While the five men wanted to plead guilty in a military commission earlier this year to hasten their executions, sources now say that the detainees favor participating in a full-scale federal trial to air their grievances and expose their treatment while held by the CIA at secret prisons. The sources, who cautioned that the detainees' final decision remains uncertain, spoke on the condition of anonymity because all communications with high-value detainees are presumptively classified.

The detainees' "brothers' meetings" were set up to allow them to prepare for a trial at Guantanamo Bay, Cuba. The military has allowed the gatherings to continue because charges have not been formally withdrawn in the commission process, despite the announcement last month that Mohammed and the others would face trial in Manhattan.

The five accused have held two all-day meetings at Guantanamo Bay since Attorney General Eric H. Holder Jr. said they would face federal criminal prosecution, according to Joseph DellaVedova, a spokesman for the Office of Military Commissions. DellaVedova said they break only for meals and prayers during the get-togethers. The military has also provided the men with computers in their cells at Guantanamo Bay to work on their defense.

It is unclear when the men will be transferred to New York. The Obama administration has yet to file a 45-day classified notice with Congress that it intends to move the prisoners into the United States, according to Dean Boyd, a Justice Department spokesman. That suggests that their initial appearance in court in Manhattan will not come before February; the trial isn't expected to begin until late 2011.
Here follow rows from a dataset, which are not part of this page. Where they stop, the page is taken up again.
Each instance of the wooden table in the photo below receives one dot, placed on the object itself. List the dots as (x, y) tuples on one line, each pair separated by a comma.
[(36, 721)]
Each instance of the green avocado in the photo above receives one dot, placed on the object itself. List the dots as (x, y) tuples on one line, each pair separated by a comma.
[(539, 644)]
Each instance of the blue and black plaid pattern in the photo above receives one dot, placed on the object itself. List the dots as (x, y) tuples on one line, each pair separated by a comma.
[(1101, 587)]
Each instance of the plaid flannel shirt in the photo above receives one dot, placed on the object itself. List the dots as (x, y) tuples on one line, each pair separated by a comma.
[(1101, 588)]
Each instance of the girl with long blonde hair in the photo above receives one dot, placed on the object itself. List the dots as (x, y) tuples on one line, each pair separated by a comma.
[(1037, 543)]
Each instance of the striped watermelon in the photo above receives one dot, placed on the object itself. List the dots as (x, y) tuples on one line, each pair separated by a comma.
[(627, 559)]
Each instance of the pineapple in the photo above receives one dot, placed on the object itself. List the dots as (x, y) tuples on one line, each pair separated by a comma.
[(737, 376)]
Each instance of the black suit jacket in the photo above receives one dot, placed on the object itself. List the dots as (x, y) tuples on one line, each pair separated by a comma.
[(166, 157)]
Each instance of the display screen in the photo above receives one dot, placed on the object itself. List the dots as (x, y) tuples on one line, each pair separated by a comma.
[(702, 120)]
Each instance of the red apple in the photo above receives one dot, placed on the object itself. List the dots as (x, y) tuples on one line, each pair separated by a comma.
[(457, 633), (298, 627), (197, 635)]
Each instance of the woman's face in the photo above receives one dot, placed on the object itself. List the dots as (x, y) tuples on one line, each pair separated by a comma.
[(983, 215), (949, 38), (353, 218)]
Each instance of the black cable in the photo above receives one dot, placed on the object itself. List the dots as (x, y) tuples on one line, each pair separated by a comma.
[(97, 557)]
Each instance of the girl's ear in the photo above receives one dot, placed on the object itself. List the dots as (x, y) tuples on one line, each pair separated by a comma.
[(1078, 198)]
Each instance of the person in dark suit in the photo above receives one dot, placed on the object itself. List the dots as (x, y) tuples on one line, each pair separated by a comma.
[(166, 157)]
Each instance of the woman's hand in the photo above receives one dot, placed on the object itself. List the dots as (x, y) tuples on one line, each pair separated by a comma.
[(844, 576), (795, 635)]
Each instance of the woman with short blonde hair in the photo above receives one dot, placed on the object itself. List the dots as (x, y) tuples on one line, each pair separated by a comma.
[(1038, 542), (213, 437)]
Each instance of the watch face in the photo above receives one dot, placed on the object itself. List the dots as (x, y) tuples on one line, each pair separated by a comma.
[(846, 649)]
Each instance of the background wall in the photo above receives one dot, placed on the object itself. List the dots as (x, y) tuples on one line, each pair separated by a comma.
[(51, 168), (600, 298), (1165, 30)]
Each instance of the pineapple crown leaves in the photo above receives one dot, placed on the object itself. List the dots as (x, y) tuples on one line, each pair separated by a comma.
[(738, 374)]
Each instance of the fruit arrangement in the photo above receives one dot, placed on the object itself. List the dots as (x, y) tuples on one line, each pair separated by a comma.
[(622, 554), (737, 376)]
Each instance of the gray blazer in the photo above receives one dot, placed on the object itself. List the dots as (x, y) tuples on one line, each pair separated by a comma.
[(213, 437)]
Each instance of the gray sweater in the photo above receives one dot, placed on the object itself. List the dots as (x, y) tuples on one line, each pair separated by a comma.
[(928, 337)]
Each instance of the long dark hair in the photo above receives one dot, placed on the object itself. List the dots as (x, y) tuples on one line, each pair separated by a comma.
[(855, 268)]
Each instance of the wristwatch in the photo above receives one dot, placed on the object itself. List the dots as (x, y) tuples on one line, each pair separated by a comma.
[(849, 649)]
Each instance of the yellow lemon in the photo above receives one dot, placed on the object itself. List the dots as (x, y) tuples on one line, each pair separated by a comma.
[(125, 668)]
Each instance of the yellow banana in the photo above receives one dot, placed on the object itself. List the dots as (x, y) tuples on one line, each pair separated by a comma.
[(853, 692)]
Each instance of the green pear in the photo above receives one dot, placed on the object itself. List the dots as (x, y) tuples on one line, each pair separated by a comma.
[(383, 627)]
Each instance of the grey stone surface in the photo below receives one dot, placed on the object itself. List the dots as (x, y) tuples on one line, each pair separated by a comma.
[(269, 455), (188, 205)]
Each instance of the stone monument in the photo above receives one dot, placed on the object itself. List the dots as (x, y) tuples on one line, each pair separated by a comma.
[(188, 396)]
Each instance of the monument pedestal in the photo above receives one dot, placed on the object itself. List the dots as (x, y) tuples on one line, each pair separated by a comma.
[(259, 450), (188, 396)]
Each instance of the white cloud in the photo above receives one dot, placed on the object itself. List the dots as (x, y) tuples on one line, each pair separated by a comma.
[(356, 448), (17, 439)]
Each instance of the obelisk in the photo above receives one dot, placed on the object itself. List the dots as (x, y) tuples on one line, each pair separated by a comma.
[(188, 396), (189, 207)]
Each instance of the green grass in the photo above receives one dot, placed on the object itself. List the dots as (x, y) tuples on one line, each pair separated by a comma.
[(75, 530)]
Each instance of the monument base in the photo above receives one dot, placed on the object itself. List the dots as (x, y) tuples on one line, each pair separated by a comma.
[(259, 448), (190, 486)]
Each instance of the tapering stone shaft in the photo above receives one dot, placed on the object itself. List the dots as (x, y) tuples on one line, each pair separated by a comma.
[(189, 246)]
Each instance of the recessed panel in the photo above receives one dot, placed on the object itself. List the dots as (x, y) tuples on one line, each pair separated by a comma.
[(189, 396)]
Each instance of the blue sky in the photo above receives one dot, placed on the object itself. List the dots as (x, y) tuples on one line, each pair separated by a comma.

A federal grand jury in New York is hearing evidence and testimony, according to a report by NBCNewYork.com, the Web site of a local station. Both the Justice Department and the U.S. attorney's office in Manhattan declined to comment on the report.

Courtroom as pulpit?

In hearings at Guantanamo Bay, the five detainees have trumpeted their role in the 9/11 attacks and broadcast their fealty to Osama bin Laden, causing some consternation among observers that the men will use their federal trial as a pulpit of sorts. Federal officials, though, say they are confident that some of the rhetorical flourishes that Mohammed, in particular, offered at Guantanamo Bay will be kept firmly in check in U.S. District Court.

"Judges in federal court have firm control over the conduct of defendants and other participants in their courtrooms, and when the 9/11 conspirators are brought to trial, I have every confidence that the presiding judge will ensure appropriate decorum," Holder said at a Senate Judiciary Committee hearing last month.

Facing trial with Mohammed are four other alleged key players in the Sept. 11 conspiracy: Ramzi Binalshibh, a Yemeni; Walid bin Attash, a Yemeni better known as Khallad; Ali Abd al-Aziz Ali, Mohammed's nephew and a Pakistani also known as Ammar al-Baluchi; and Mustafa Ahmed al-Hawsawi, a Saudi.

Among other issues being raised at Guantanamo, Mohammed and the others are discussing defense counsel, sources said. At the military tribunal, Mohammed, bin Attash and Ali represented themselves with assistance from both civilian and military lawyers. Lawyers for both Binalshibh and Hawsawi, however, had challenged the mental competence of their clients to represent themselves, and the issue had not been resolved when the Obama administration suspended proceedings at Guantanamo Bay.

The lawyer question

The issue of self-representation will have to be taken up again in federal court for all five defendants.

In New York, lawyers for defendants in death cases are usually drawn from a "capital panel," a short list of attorneys with experience in death penalty cases. Attorneys will also need security clearances to handle classified evidence that is off limits to the defendants.